Reeve’s interest in motion pictures continued beyond these serial adventures of his hero. He wrote screenplays for several other films and based a 1918 pulp magazine serial (“Craig Kennedy and the Film Tragedy”) on his own experiences in the film world. Published as a book three years later (The Film Mystery, 1921), it is more interesting for its portrayal of the methods of making silent films than as a detective story.

Following a period of decline in the quality of his work as well as in the popularity of Kennedy, Reeve was persuaded by Leo Margulies, a pulp magazine editor, to let another writer adapt some of his old, unsold Kennedy stories for the pulp market of the 1930’s. As a result, four novellas by Ashley T. Locke appeared in Popular Detective from 1934 to 1935 and were collected under the title Enter Craig Kennedy in 1935. Reeve had hopes for Kennedy’s renewed success, if only the right format could be found.

Nostalgia for the golden age of the serials made him revive his archvillain, the Clutching Hand (who had not died in 1915), for a 1934 novel. A new film serial followed in 1936.

Having retained creative control, Reeve wrote a new Kennedy novel in which the detective tried to determine the value of astrology in solving the mystery. The results were inconclusive, and the contest between science and pseudoscience was ruled a draw. Readers of 1936 were more sophisticated than those of 1910, and the novel was not a success.

Reeve’s real contribution to the detective story lies in his portraits of the scientific marvels of his day, the social settings, and the relationships between rich and poor, banker and burglar, society matron and ingenue, which live in his simple prose. Craig Kennedy still represents the science of detection as it was understood in a less sophisticated world.

Principal Series Characters:

  • Craig Kennedy , a professor of chemistry at an unnamed New York City university, uses the tools of science to solve mysteries and confront crimes committed with scientific devices. He treats most of his clients, as he treats his cases, with scientific detachment.
  • Walter Jameson , a journalist with the New York Star, narrates most of the Kennedy stories. He and Kennedy were college roommates and still share an apartment. His air of perpetual astonishment at his colleague’s ability makes him the perfect foil.
  • Inspector Barney O’Connor , who rises to the rank of first deputy commissioner of the New York Police Department as a result of Kennedy’s successes, consults the professor on a regular basis.

Bibliography

Cox, J. Randolph. “A Reading of Reeve: Some Thoughts on the Creator of Craig Kennedy.” The Armchair Detective 11 (January, 1978): 28-33. A critical examination of Reeve and his crime-solving chemistry professor.
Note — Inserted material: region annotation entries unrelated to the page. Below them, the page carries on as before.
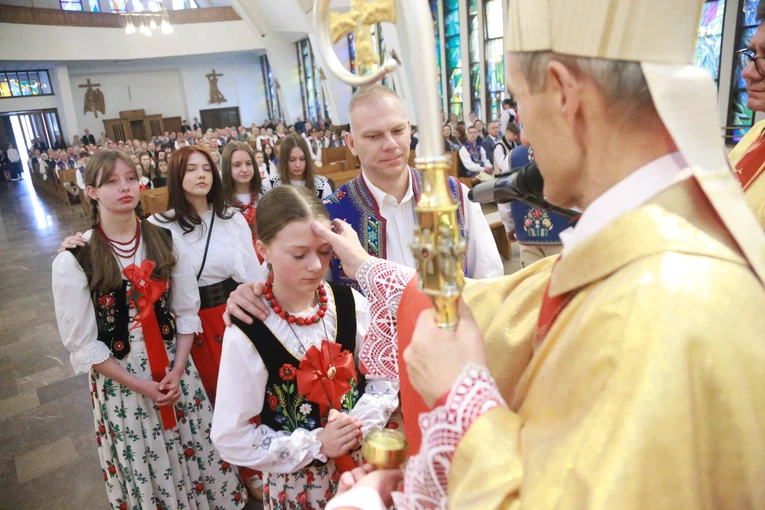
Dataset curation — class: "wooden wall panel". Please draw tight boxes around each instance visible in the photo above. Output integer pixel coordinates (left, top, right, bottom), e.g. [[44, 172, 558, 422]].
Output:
[[0, 4, 242, 28]]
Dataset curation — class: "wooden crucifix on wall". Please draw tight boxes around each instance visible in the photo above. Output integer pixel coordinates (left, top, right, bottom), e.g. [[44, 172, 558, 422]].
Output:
[[80, 78, 106, 118], [205, 69, 226, 104]]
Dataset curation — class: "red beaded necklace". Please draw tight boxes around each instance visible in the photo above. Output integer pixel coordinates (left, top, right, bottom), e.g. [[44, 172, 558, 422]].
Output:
[[263, 273, 329, 326], [98, 218, 141, 259]]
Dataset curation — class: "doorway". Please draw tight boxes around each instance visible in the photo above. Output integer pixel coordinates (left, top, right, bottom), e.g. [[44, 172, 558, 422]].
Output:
[[199, 106, 241, 129], [0, 108, 62, 167]]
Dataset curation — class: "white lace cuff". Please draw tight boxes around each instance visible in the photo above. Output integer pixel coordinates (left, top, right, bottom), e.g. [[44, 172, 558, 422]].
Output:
[[393, 363, 507, 509], [356, 257, 416, 380], [175, 315, 202, 335], [69, 340, 112, 374]]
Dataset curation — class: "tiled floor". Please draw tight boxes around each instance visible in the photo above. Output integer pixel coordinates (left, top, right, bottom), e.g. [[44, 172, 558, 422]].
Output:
[[0, 172, 518, 510]]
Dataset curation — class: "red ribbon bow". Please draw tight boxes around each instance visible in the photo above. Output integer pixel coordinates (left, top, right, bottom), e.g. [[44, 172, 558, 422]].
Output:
[[297, 340, 356, 416], [123, 260, 166, 315], [122, 260, 178, 430]]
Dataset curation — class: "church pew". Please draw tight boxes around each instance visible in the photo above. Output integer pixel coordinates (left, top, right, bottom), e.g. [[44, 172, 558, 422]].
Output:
[[321, 147, 347, 166], [316, 160, 345, 177], [141, 186, 168, 215], [332, 169, 361, 188], [486, 211, 512, 260], [338, 147, 361, 170]]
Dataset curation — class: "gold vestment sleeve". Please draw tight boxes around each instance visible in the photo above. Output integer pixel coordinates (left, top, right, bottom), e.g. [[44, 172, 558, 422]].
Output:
[[449, 207, 765, 510], [449, 407, 523, 510]]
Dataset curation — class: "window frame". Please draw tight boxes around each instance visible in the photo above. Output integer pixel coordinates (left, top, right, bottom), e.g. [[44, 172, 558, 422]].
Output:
[[0, 69, 56, 100]]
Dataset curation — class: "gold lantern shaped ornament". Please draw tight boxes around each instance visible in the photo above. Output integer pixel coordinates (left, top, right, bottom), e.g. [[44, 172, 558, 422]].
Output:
[[314, 0, 466, 469]]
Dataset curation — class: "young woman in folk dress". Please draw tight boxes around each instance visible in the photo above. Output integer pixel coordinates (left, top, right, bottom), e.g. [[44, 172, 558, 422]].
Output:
[[53, 150, 247, 509], [221, 142, 270, 255], [149, 146, 264, 407], [211, 186, 398, 510], [271, 135, 332, 199]]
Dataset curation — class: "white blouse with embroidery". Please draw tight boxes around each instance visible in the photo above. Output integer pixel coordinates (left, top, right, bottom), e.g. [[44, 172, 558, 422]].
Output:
[[53, 227, 202, 373], [210, 287, 399, 473], [149, 209, 265, 287]]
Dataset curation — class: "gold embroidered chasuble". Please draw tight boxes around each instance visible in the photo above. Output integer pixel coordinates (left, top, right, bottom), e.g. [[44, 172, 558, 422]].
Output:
[[728, 121, 765, 229], [448, 194, 765, 510]]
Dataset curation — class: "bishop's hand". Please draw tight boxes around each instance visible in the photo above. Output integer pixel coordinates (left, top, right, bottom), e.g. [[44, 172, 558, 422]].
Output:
[[313, 219, 371, 277], [404, 302, 486, 407], [223, 282, 270, 326]]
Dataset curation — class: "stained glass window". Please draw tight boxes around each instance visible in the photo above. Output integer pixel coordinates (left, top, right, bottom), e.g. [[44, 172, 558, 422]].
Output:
[[468, 0, 481, 117], [696, 0, 725, 83], [430, 0, 444, 109], [726, 0, 759, 143], [297, 39, 329, 122], [483, 0, 505, 119], [444, 0, 462, 117], [260, 55, 282, 119], [0, 71, 53, 98]]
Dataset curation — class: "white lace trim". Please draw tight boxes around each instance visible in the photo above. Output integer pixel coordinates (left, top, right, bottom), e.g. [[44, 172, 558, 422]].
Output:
[[175, 315, 203, 335], [69, 340, 112, 374], [393, 363, 507, 510], [356, 257, 416, 380], [56, 311, 74, 338]]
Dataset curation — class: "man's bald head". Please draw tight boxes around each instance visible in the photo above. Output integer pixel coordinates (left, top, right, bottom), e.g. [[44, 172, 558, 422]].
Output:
[[348, 84, 404, 131]]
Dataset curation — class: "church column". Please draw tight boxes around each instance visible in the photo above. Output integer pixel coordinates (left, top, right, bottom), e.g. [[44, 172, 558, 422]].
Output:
[[48, 65, 79, 142], [308, 32, 352, 126], [263, 31, 306, 124], [717, 0, 741, 127], [381, 21, 414, 125]]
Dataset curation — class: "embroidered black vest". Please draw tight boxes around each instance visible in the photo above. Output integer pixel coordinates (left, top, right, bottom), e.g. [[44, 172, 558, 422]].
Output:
[[69, 227, 175, 359], [232, 283, 364, 433]]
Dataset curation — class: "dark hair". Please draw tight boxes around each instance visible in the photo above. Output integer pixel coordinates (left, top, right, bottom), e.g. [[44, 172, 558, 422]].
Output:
[[77, 149, 175, 292], [138, 151, 154, 179], [255, 185, 330, 244], [159, 145, 234, 234], [279, 135, 316, 194], [220, 142, 263, 205]]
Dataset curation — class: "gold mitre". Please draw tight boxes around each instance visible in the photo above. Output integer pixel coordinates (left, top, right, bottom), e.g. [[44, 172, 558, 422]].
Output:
[[504, 0, 765, 284], [505, 0, 704, 64]]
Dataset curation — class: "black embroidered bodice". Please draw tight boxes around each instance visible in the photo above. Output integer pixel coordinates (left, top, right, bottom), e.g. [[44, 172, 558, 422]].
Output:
[[233, 283, 364, 432], [70, 228, 175, 359]]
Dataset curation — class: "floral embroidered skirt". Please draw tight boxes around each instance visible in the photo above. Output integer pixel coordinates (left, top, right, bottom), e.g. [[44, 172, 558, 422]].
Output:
[[90, 328, 247, 510], [191, 303, 226, 407], [263, 450, 361, 510]]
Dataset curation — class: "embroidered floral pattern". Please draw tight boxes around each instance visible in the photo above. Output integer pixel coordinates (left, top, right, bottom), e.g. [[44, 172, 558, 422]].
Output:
[[93, 291, 117, 333]]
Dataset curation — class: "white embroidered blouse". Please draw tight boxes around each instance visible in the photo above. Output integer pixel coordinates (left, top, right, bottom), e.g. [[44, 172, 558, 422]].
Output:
[[53, 230, 202, 373], [210, 287, 399, 473], [149, 209, 265, 287]]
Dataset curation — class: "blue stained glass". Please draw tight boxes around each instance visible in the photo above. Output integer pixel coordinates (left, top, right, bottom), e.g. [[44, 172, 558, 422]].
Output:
[[696, 0, 725, 82], [444, 11, 460, 37], [742, 0, 760, 27], [444, 0, 460, 11]]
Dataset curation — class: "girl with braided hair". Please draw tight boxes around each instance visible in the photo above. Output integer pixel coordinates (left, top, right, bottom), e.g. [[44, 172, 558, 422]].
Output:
[[53, 150, 247, 509]]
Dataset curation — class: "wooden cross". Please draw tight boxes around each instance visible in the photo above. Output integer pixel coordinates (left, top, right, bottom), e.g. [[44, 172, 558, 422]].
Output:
[[205, 69, 223, 78], [329, 0, 396, 68], [80, 78, 101, 89]]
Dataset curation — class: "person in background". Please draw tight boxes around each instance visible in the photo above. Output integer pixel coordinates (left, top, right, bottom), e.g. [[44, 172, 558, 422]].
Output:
[[481, 120, 500, 165], [442, 124, 460, 152], [271, 135, 332, 199], [459, 126, 494, 180], [494, 122, 528, 175]]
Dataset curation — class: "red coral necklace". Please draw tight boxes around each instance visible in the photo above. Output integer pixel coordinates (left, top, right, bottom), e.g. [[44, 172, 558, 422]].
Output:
[[98, 218, 141, 259], [263, 273, 329, 326]]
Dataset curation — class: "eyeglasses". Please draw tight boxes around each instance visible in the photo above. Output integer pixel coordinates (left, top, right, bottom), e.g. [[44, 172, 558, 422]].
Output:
[[736, 48, 765, 76]]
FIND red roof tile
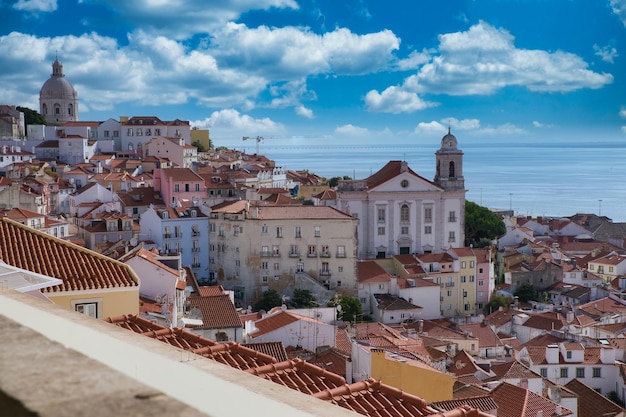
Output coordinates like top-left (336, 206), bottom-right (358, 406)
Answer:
top-left (0, 218), bottom-right (139, 293)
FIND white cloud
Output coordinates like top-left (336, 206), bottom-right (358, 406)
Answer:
top-left (414, 117), bottom-right (526, 136)
top-left (414, 120), bottom-right (448, 135)
top-left (83, 0), bottom-right (299, 40)
top-left (13, 0), bottom-right (57, 13)
top-left (403, 22), bottom-right (613, 95)
top-left (396, 49), bottom-right (433, 71)
top-left (610, 0), bottom-right (626, 27)
top-left (211, 22), bottom-right (400, 80)
top-left (191, 109), bottom-right (283, 135)
top-left (593, 45), bottom-right (619, 64)
top-left (295, 105), bottom-right (315, 119)
top-left (335, 124), bottom-right (369, 136)
top-left (365, 86), bottom-right (437, 113)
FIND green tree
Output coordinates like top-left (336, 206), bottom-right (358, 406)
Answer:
top-left (289, 288), bottom-right (319, 308)
top-left (16, 106), bottom-right (48, 126)
top-left (252, 288), bottom-right (283, 311)
top-left (327, 295), bottom-right (363, 322)
top-left (483, 292), bottom-right (511, 315)
top-left (513, 282), bottom-right (537, 303)
top-left (465, 201), bottom-right (506, 248)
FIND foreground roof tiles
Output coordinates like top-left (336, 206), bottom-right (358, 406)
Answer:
top-left (105, 315), bottom-right (492, 417)
top-left (0, 218), bottom-right (139, 293)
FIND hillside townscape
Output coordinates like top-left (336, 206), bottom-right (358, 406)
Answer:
top-left (0, 59), bottom-right (626, 417)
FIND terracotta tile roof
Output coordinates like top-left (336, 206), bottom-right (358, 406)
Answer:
top-left (459, 323), bottom-right (504, 347)
top-left (252, 205), bottom-right (353, 220)
top-left (486, 361), bottom-right (541, 382)
top-left (365, 161), bottom-right (439, 190)
top-left (242, 342), bottom-right (289, 362)
top-left (452, 379), bottom-right (489, 400)
top-left (485, 308), bottom-right (517, 327)
top-left (187, 294), bottom-right (242, 329)
top-left (491, 382), bottom-right (573, 417)
top-left (565, 378), bottom-right (624, 417)
top-left (246, 359), bottom-right (346, 395)
top-left (430, 393), bottom-right (498, 411)
top-left (356, 261), bottom-right (391, 283)
top-left (105, 316), bottom-right (498, 417)
top-left (0, 218), bottom-right (139, 293)
top-left (248, 311), bottom-right (317, 339)
top-left (374, 294), bottom-right (422, 310)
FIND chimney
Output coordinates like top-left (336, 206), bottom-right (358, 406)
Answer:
top-left (600, 346), bottom-right (615, 364)
top-left (546, 345), bottom-right (559, 363)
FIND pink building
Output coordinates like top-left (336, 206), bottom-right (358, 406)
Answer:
top-left (154, 168), bottom-right (206, 204)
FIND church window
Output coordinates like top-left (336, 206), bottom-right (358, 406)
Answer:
top-left (400, 204), bottom-right (409, 222)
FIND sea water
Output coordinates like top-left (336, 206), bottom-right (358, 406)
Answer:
top-left (214, 136), bottom-right (626, 222)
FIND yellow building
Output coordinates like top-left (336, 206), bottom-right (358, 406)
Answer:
top-left (371, 349), bottom-right (456, 402)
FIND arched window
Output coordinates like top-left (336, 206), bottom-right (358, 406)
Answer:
top-left (400, 204), bottom-right (409, 222)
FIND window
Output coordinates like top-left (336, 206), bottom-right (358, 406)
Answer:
top-left (74, 303), bottom-right (98, 319)
top-left (400, 204), bottom-right (409, 222)
top-left (424, 207), bottom-right (433, 223)
top-left (378, 208), bottom-right (385, 223)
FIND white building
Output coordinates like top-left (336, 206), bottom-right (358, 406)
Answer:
top-left (337, 132), bottom-right (465, 259)
top-left (210, 200), bottom-right (357, 307)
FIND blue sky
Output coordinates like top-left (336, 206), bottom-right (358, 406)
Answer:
top-left (0, 0), bottom-right (626, 141)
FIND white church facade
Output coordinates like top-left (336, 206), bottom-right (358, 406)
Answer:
top-left (337, 130), bottom-right (466, 259)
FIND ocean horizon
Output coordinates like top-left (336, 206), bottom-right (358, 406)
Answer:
top-left (214, 132), bottom-right (626, 222)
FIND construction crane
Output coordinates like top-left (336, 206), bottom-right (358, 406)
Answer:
top-left (243, 136), bottom-right (263, 155)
Frank, Lawrence. Victorian Detective Fiction and the Nature of Evidence: The Scientific Investigations of Poe, Dickens, and Doyle. New York: Palgrave Macmillan, 2003. Study of Reeve’s immediate precursors and influences in the representative of science being used to solve crimes.

Harwood, John. “Arthur B. Reeve and the American Sherlock Holmes.” The Armchair Detective 10 (October, 1977): 354-357. Brief reading of Craig Kennedy’s use of science in relation to Sherlock Holmes’s own forensic scientific method.

Moskowitz, Sam. “Crime: From Sherlock to Spaceships.” In Strange Horizons: The Spectrum of Science Fiction. New York: Scribner, 1976. Looks at Reeve’s work at the intersection of mystery and science fiction.

Panek, LeRoy Lad. The Origins of the American Detective Story. Jefferson, N.C.: McFarland, 2006. Study of the beginnings and establishment of American detective-fiction conventions that focuses on the replacement of the police by the private detective and the place of forensic science in the genre; provides perspective for understanding Reeve’s work.

Thomas, Ronald R. Detective Fiction and the Rise of Forensic Science. New York: Cambridge University Press, 1999. Study of the mutual influence of mystery authors and forensic scientists on each other that sheds light on Reeve’s work. Bibliographic references and index.